As we can see in this case the results suggest a convergence between the different analyzes, only those carried out with the DPL and Sentix seem to produce less accurate classifications. Between 41-44% of cases were assigned correctly, the most accurately assigned reviews were the negative ones, followed by the positive and neutral ones. We can say that the analyzes carried out with ItalWordNet and Subjectivity Lexicon have produced better results, perhaps because the transformation of the information contained in Sentix and DPL, from quantitative to qualitative, has distorted their characteristics, certainly leading to a loss of information.
The results show differences in the polarity classification based on the different dictionaries. Obviously the extent of the discrepancies depends on who are the subjects of the comparison, in fact Sentix and DPL are similar to each other and the same thing applies for ItalWordNet and Subjectivity Lexicon. The differences regarding the prediction quality are less evident, the results however favor the approach with some dictionaries, but we can't make a clear preference out of it.

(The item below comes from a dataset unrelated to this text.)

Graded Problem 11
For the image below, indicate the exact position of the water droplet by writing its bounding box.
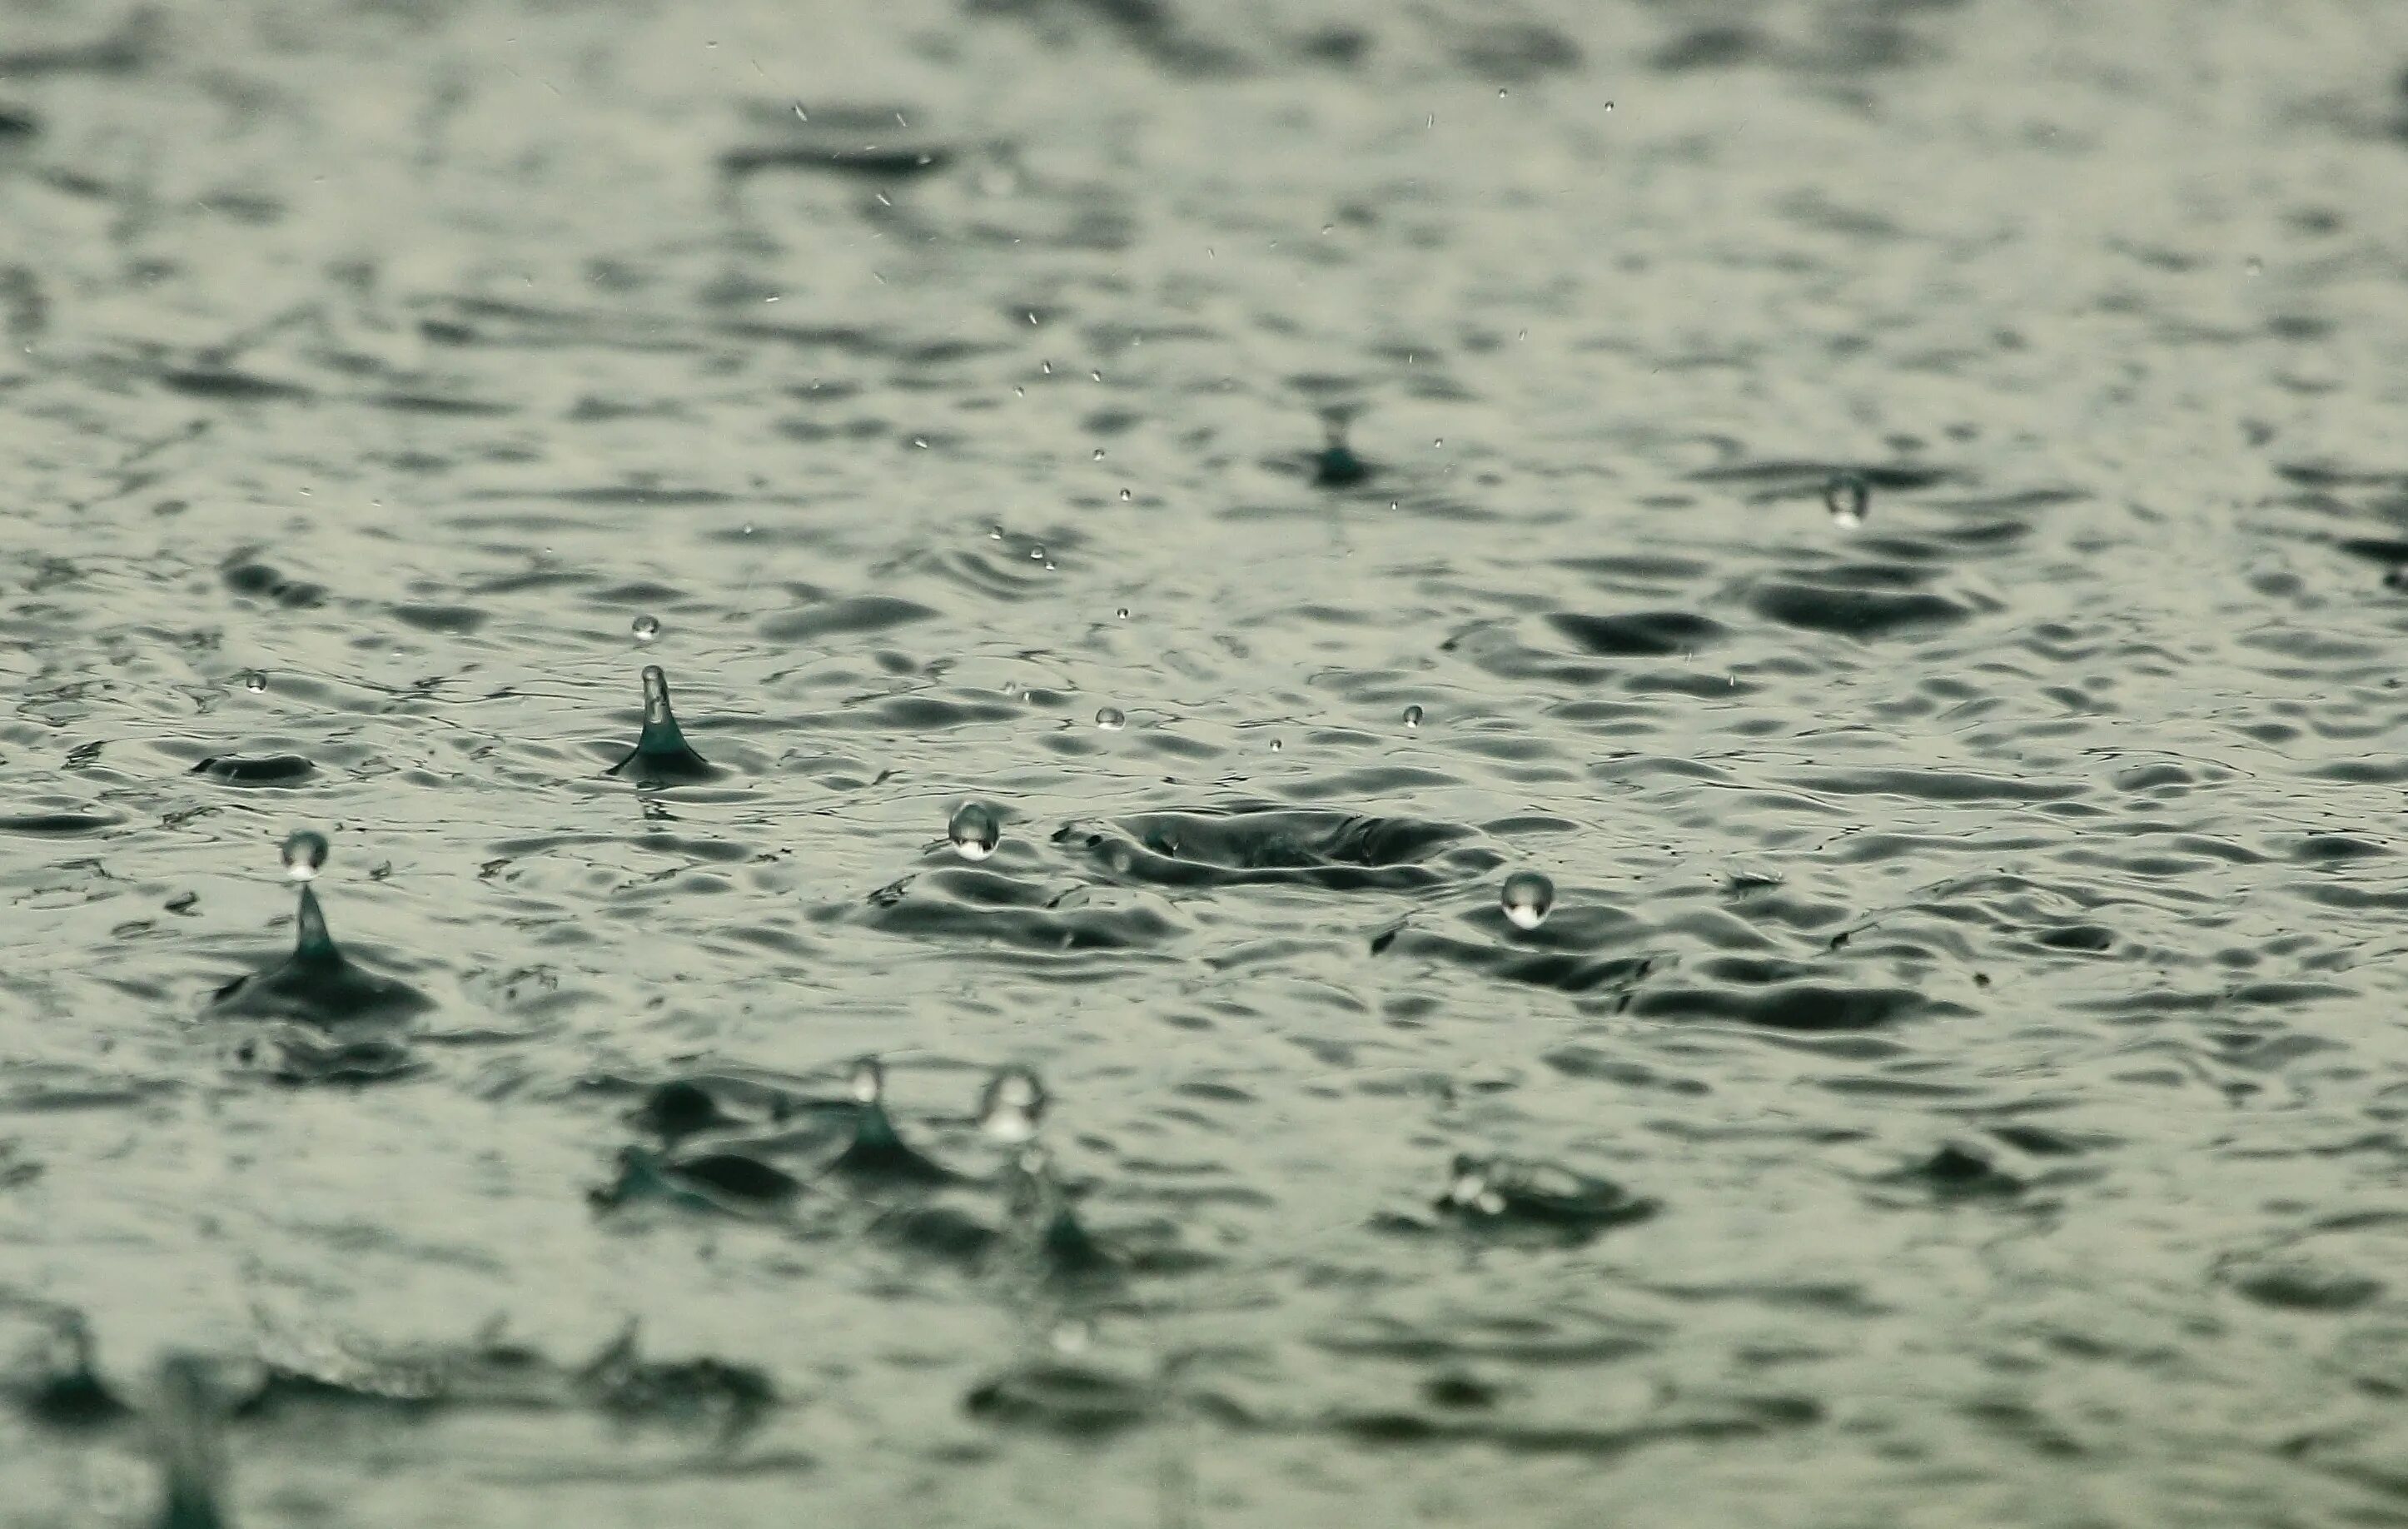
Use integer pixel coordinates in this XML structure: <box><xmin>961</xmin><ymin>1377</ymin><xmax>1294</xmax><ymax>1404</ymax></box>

Surely the study can be improved from different points of view, starting from the amount of data collected and their variety both in terms of source (Twitter, Facebook, Amazon) and context (politics, electronics). This addition would certainly lead to greater extensibility of the results obtained, but also to greater reliability. Another critical point concerns the transformation of the information from quantitative to qualitative. This has led to a loss of information, but also to a potentially inaccurate classification.